I am reminded of another story from my high school days.
I had just had painful mouth (gum removal, extra skin clipping) surgery on Saturday. It was Monday. Seeing as how I couldn’t miss school, I went. I took with me painkillers.
My English teacher was fine with me slipping out of class right before lunch to go to the water fountain to take them, since I showed her the bottle. I left the bottle in my backpack back in the room and put the pills in my pocket. (Some of my classmates were notorious for asking for painkillers for recreational use.)
I went out to the water fountain. I was about to take my medicine when someone said, “WHAT are you DOING?”
It was another teacher at my school, a math teacher. She was looking at me funny. I stopped what I was doing and said, “I’m taking some medicine.”
“I don’t believe you,” she said. “Let me see them.”
I handed over the pills to her. She looked at them and said, “Why do you need these? You look fine to me. Let’s go to the office.”
I try to explain but she tells me to be quiet. I walk with her to the office. She tells the secretary why we’re here, and the secretary motions us into the principal’s office.
The teacher launches into the story, and doesn’t let me even have a chance to explain myself. My principal, who was nice on this rare occasion, finally stopped her and asked me why I had the pills. I opened my mouth. My gums were horrible looking–bloody, gory, disgusting looking.
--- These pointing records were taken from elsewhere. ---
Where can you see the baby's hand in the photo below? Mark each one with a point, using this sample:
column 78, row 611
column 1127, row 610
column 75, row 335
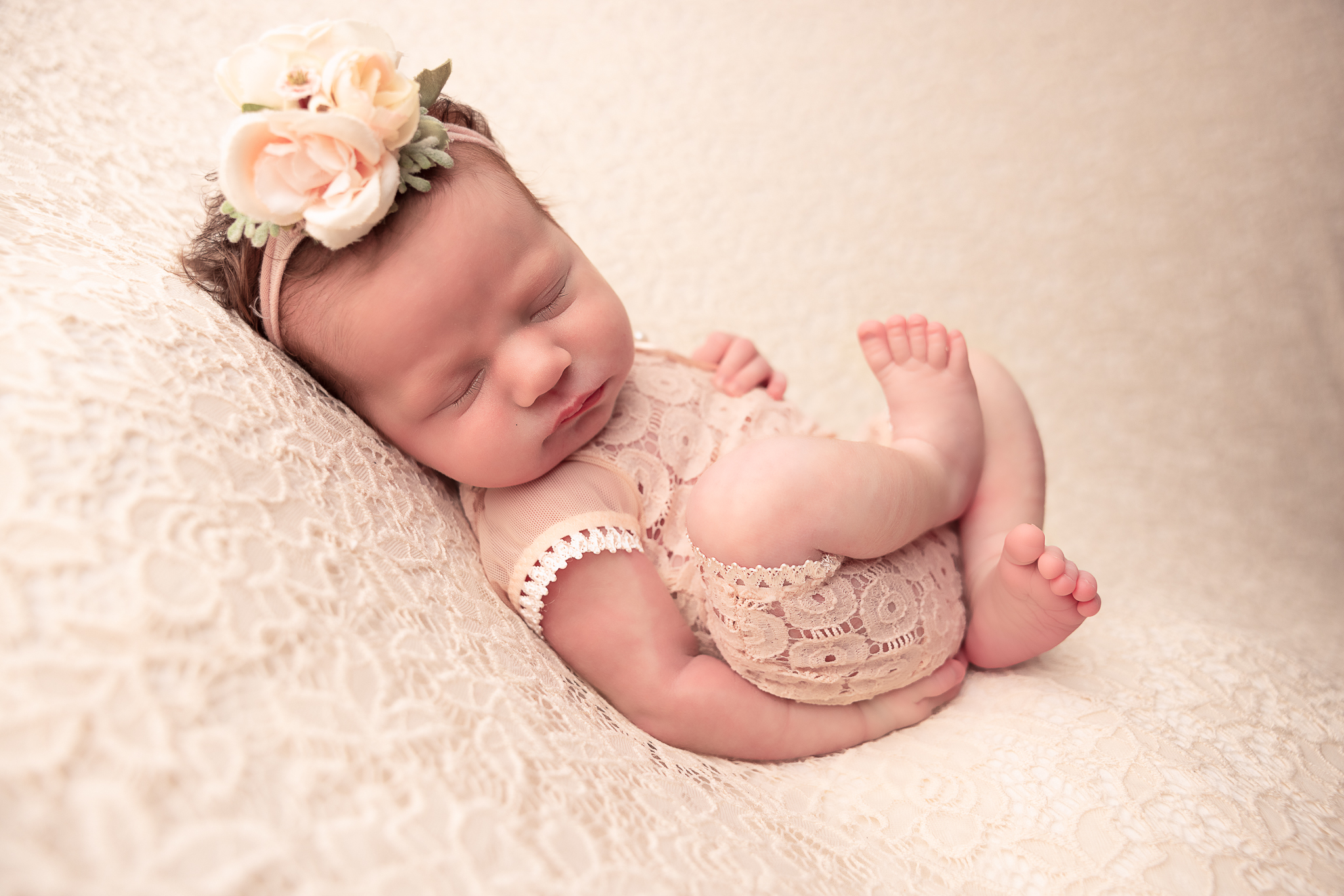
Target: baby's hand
column 741, row 366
It looked like a war zone in my mouth.
I said, “I can’t skip school just because I have a horrible mouth and had to have surgery. I have to have those painkillers so I won’t cry in class and so I can even eat.”
He said to the teacher, “Give her back the damn pills. Her father’s a pharmacist–she’s supposed to have them.”
However, I had that math teacher the next year for class. Several people took all sorts of medicines right there in class and she didn’t say a single word to them. One boy was even drinking a whole bottle of cough syrup and she didn’t say anything.
I understand that schools have rules, and they are necessary. Sometimes, however, the schools interpret these rules a bit too much, or enforce them with some people and not with others, and it leads to tension and resentment and rebellion.